ISR: Incremental Static Regeneration
ISR(インクリメンタル静的再生成)とは
Definition
ISR(Incremental Static Regeneration:インクリメンタル静的再生成)とは、Next.jsが提供する機能で、静的生成(SSG)の高速性とサーバーサイドレンダリング(SSR)の動的な更新を組み合わせた方式です。一定時間(revalidate)ごとにページを再生成してキャッシュを更新します。
ISRを使うことで、ブログ記事やECの商品ページを静的ファイルとして配信しながら、定期的に最新データに更新できます。完全静的生成より柔軟で、完全SSRよりも高速です。
Key Points
知っておくべきポイント
ISRの設定方法(Next.js App Router)
ページファイルに export const revalidate = 3600 を追加するだけで、1時間(3600秒)ごとにページを再生成するISRが有効になります。0を設定すると動的レンダリング(毎回サーバーで生成)になります。
ISRとSSG・SSR・CSRの比較
SSG(静的生成)はビルド時のみページ生成でコンテンツ更新不可・最高速度 / ISRは定期的に再生成・高速かつ更新可能 / SSRはリクエストごとに生成・常に最新だが遅い / CSRはクライアントで生成・初期表示遅いがインタラクティブ性高い。ISRは速度と更新性のバランスが取れた現実的な選択肢です。

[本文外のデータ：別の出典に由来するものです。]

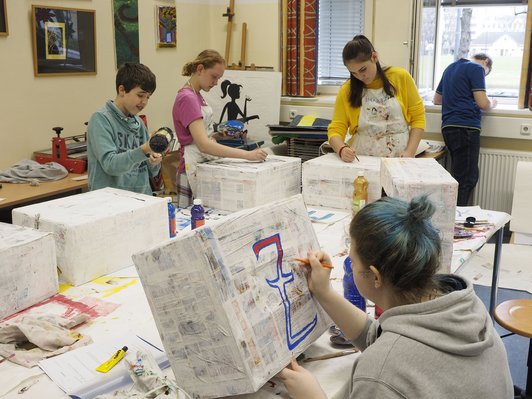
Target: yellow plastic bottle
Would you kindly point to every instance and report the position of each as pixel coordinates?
(360, 192)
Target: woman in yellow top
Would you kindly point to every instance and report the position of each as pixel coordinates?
(379, 107)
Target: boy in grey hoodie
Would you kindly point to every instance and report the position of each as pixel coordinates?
(434, 339)
(118, 151)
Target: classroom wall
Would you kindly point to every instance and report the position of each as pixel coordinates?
(30, 106)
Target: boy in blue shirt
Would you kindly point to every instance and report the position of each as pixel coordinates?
(462, 94)
(118, 151)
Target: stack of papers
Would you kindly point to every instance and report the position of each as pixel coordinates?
(75, 371)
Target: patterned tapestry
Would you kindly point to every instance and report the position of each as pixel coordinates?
(299, 47)
(126, 21)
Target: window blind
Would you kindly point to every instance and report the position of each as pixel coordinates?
(339, 21)
(462, 3)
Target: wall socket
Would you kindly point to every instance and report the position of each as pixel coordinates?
(292, 113)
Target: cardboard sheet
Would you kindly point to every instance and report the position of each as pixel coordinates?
(406, 178)
(328, 181)
(233, 184)
(97, 232)
(231, 304)
(27, 267)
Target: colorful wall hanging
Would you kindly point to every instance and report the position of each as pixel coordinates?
(64, 41)
(126, 22)
(3, 18)
(166, 26)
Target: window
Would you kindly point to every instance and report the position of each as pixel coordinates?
(450, 32)
(339, 21)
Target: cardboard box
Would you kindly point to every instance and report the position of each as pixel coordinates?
(406, 178)
(27, 266)
(328, 181)
(232, 184)
(231, 304)
(97, 232)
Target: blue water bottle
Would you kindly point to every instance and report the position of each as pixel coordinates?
(350, 289)
(171, 217)
(197, 214)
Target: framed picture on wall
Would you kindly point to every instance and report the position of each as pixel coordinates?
(166, 26)
(3, 18)
(64, 41)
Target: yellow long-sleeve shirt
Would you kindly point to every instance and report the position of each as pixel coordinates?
(345, 117)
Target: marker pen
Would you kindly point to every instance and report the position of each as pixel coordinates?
(109, 364)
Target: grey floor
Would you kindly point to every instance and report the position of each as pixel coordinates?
(516, 345)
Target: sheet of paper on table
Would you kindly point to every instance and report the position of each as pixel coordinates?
(75, 371)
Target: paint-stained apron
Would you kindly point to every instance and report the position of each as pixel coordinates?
(382, 130)
(193, 156)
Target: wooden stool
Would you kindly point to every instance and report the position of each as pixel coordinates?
(516, 316)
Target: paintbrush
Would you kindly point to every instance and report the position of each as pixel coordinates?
(306, 262)
(330, 355)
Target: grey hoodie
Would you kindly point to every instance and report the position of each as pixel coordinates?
(443, 348)
(115, 158)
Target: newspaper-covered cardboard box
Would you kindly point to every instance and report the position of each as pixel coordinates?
(232, 184)
(27, 266)
(407, 178)
(328, 181)
(231, 304)
(97, 232)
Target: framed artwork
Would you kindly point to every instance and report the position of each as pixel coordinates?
(166, 26)
(126, 24)
(64, 41)
(3, 18)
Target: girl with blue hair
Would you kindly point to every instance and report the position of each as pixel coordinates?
(434, 339)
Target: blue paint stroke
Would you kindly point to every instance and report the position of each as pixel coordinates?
(280, 283)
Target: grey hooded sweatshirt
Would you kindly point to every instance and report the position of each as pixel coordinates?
(443, 348)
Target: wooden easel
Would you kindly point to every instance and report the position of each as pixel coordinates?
(230, 13)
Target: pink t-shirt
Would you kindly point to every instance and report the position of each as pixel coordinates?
(187, 109)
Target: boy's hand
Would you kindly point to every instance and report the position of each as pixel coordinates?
(300, 383)
(257, 155)
(155, 158)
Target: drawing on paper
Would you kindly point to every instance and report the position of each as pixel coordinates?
(293, 338)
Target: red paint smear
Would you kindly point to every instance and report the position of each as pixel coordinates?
(90, 306)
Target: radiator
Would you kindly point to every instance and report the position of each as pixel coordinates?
(495, 186)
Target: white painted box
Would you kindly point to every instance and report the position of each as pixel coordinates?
(328, 181)
(27, 266)
(231, 304)
(97, 232)
(232, 184)
(406, 178)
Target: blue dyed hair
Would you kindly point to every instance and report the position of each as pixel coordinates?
(399, 239)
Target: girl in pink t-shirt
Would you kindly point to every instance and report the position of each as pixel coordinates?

オンデマンドISR(revalidatePath)の活用
Next.jsのServer ActionsまたはRoute Handlersからrevalidatepath()・revalidateTag()を呼び出すことで、特定のページやデータを即時に再生成できます。CMSからの記事更新を検知してWebhookでNext.jsのAPIを叩き、更新されたページだけを再生成するオンデマンドISRが現在のベストプラクティスです。
ISRとSEOの相性
ISRで生成されたページは静的HTMLとして配信されるため、クローラーが容易にインデックスできます。また表示速度が速くCore Web Vitals(特にLCP)の改善に貢献します。ページ内容が定期的に更新されるブログ・ECでは、ISRによって常に最新コンテンツをクローラーに提供できます。SEOとパフォーマンスの両立において最も効果的なレンダリング方式の一つです。